1. Liquidity Advantages of Uniswap V4
The introduction of Uniswap V4 makes liquidity pool management more flexible and efficient, especially for providing concentrated liquidity across different price ranges. This mechanism optimizes capital efficiency, making cross-chain transactions smoother. In version V3, each new pool required a separate smart contract deployment, leading to high gas fees. V4 replaces this with a single PoolManager contract, reducing deployment costs by 99% and lowering exchange costs. Additionally, Hooks allow for the development of customized AMM pools, enabling the ERC-7683 protocol to adjust according to different market demands, better matching various trading pairs and asset liquidity.

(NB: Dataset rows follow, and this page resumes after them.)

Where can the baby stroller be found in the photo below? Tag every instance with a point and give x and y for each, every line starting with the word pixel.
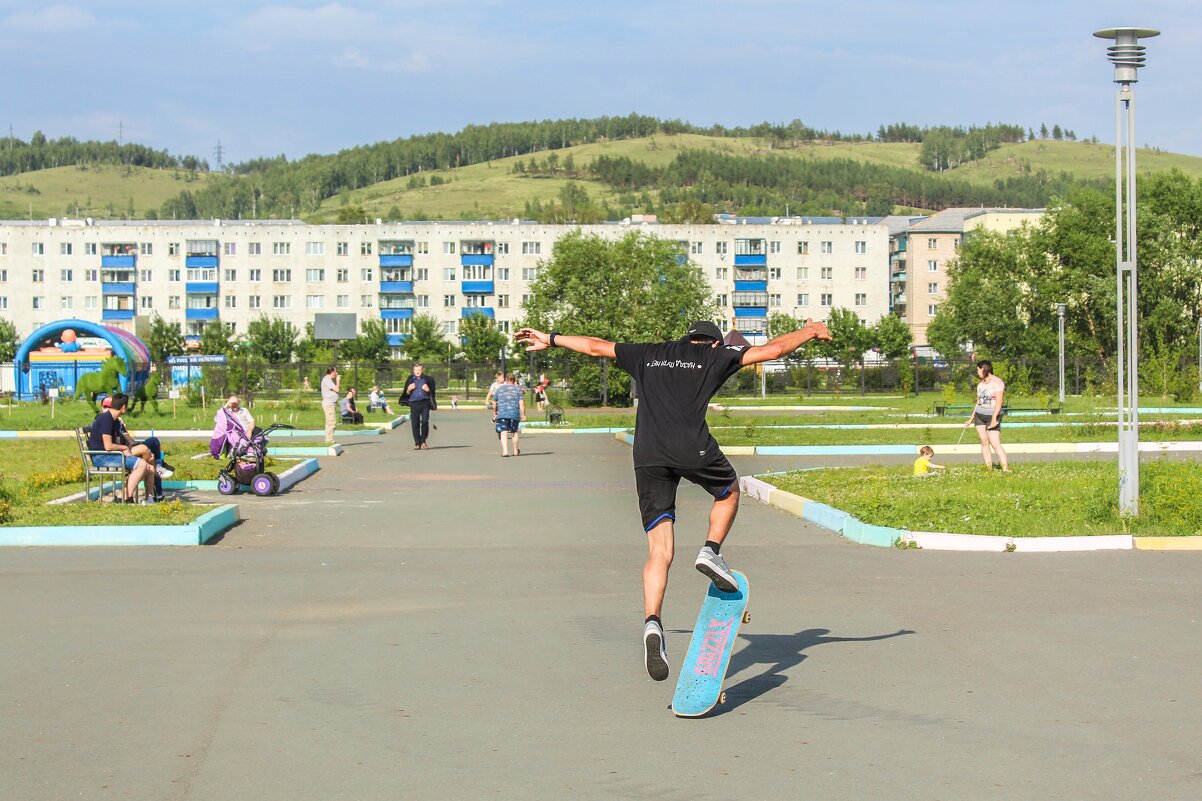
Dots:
pixel 248 457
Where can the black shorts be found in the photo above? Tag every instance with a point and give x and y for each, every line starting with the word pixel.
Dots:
pixel 658 485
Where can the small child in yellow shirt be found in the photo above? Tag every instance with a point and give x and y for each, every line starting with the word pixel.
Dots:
pixel 923 466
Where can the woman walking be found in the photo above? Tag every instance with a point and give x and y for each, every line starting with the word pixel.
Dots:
pixel 987 414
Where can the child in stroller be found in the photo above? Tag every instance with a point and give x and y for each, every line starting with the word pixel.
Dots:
pixel 248 456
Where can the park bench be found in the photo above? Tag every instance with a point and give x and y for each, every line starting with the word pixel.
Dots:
pixel 102 473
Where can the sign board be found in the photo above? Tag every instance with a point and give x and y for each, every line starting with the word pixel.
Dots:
pixel 334 325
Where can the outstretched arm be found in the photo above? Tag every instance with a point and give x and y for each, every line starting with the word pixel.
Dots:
pixel 786 343
pixel 535 339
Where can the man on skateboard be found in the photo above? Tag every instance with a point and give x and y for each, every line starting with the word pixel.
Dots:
pixel 672 441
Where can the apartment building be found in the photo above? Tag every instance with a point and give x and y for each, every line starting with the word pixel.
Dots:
pixel 220 272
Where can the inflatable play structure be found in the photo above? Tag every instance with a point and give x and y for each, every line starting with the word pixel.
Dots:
pixel 59 354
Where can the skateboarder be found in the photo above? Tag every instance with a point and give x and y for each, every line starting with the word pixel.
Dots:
pixel 672 441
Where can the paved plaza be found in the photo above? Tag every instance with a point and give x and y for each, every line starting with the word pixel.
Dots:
pixel 452 624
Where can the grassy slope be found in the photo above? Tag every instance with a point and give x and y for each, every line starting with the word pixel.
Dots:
pixel 60 188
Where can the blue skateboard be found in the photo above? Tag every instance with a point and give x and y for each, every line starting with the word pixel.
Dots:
pixel 700 686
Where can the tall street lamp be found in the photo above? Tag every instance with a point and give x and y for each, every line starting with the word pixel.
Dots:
pixel 1126 55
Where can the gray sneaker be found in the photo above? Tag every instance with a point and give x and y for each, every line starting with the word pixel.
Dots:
pixel 656 654
pixel 714 567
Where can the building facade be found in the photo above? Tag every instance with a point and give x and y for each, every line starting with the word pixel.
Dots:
pixel 230 273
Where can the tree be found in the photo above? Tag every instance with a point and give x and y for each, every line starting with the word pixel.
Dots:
pixel 7 340
pixel 164 339
pixel 273 338
pixel 426 340
pixel 482 340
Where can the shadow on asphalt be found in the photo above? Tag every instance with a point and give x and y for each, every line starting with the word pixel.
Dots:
pixel 779 652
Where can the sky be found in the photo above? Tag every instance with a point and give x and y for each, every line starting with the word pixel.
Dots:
pixel 290 77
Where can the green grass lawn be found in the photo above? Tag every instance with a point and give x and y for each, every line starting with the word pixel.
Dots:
pixel 1036 499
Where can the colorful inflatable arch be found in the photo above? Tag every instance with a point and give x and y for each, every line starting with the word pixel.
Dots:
pixel 58 354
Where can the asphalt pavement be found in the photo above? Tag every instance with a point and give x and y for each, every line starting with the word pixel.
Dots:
pixel 452 624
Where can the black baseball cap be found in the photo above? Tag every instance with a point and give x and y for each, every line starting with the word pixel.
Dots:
pixel 703 330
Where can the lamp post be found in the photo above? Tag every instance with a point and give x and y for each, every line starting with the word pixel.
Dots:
pixel 1126 55
pixel 1059 309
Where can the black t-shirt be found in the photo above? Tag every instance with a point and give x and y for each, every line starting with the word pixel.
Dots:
pixel 103 423
pixel 676 381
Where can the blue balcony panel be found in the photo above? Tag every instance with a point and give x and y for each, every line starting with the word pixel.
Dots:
pixel 399 288
pixel 396 260
pixel 750 286
pixel 751 260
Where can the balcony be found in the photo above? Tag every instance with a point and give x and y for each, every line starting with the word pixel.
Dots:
pixel 128 261
pixel 477 288
pixel 397 260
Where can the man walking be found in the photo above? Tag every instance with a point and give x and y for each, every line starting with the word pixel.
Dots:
pixel 672 441
pixel 329 391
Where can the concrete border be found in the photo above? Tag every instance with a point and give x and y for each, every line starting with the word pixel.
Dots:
pixel 198 532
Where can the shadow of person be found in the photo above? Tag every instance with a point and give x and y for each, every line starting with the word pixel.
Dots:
pixel 779 652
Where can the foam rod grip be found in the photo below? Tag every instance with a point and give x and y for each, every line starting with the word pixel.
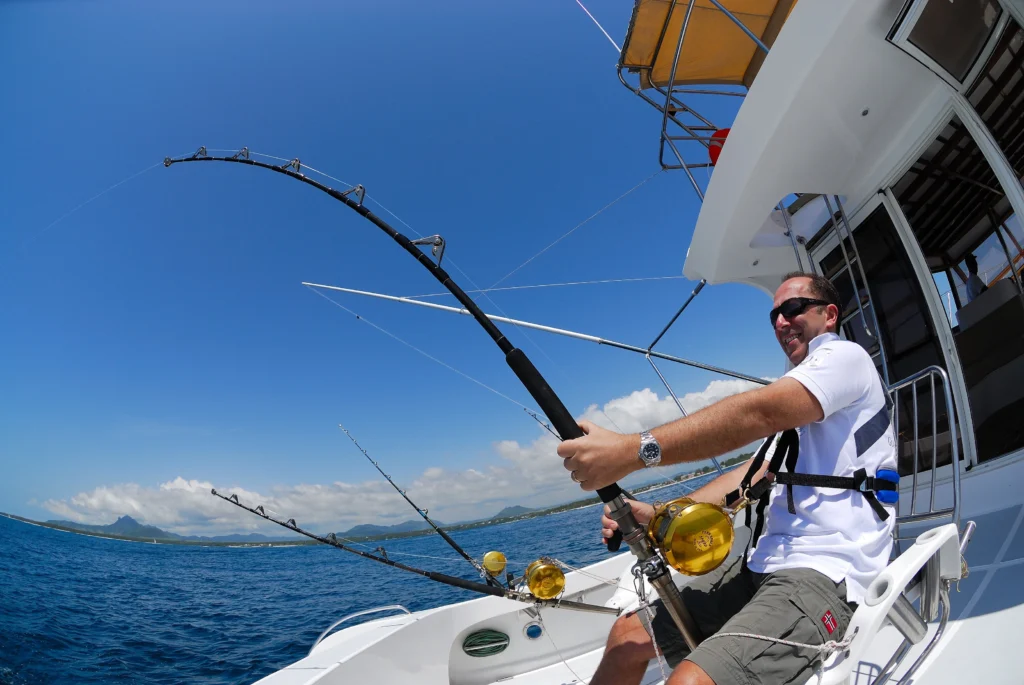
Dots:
pixel 560 418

2. The Potential of Uniswap X
Uni X is expected to further enhance cross-chain interoperability. It may introduce new cross-chain bridging mechanisms or deeply integrate with ERC-7683, providing more efficient cross-chain asset exchange channels. If Uni X can provide cross-chain liquidity solutions, it will become an important platform for executing cross-chain intents with ERC-7683. Therefore, ERC-7683 can achieve seamless cross-chain transactions on a larger scale by leveraging Uni X's liquidity pools and technological optimizations.
3. Dependency on Cross-Chain Protocol Implementation
Since ERC-7683 relies on standardized cross-chain transaction structures and settlement mechanisms, and Uniswap holds a significant position in decentralized exchanges, the protocol is likely to depend on the liquidity pools, automated market-making, and cross-chain trading capabilities provided by Uniswap, especially with the support of Uniswap X and Unichain. Uniswap can not only support the efficient execution of ERC-7683 but, most importantly, ensure the stability and security of its cross-chain and multi-asset trading.
V. What is the Practical Significance of Intent?
When we set aside the abstract definition of "intent," it can be understood as a clear trading goal or driving force. The concept of intent can be traced back to the article "Intent-Based Architectures and Their Risks" published by Paradigm on June 1, 2023, which explains the concept of intent. However, it has remained at the conceptual stage, with the issues of fragmented liquidity and the solving paths of solvers not yet resolved. Nevertheless, the launch of ERC-7683 seems to illuminate a promising solution to the fragmented liquidity dilemma.
The ultimate goal is to inject new vitality into Uniswap, hoping that Uniswap will spark a new wave of DeFi enthusiasm. Therefore, intent and ERC-7683 are not merely about continuing L2 expansion but about achieving more efficient trading, creating richer functionalities, and stronger cross-chain interoperability through Uniswap, even introducing new incentive mechanisms or trading models to attract more users and liquidity.
If Uniswap V4 or Uniswap X introduces some new smart contract logic or trading models at the protocol level, through ERC-7683, Uniswap can further enhance cross-chain liquidity, reduce trading costs, and increase more trading pairs and liquidity pools. This will transform Uniswap from merely a liquidity-dispersed AMM, and these improvements will also become an important part of "intent."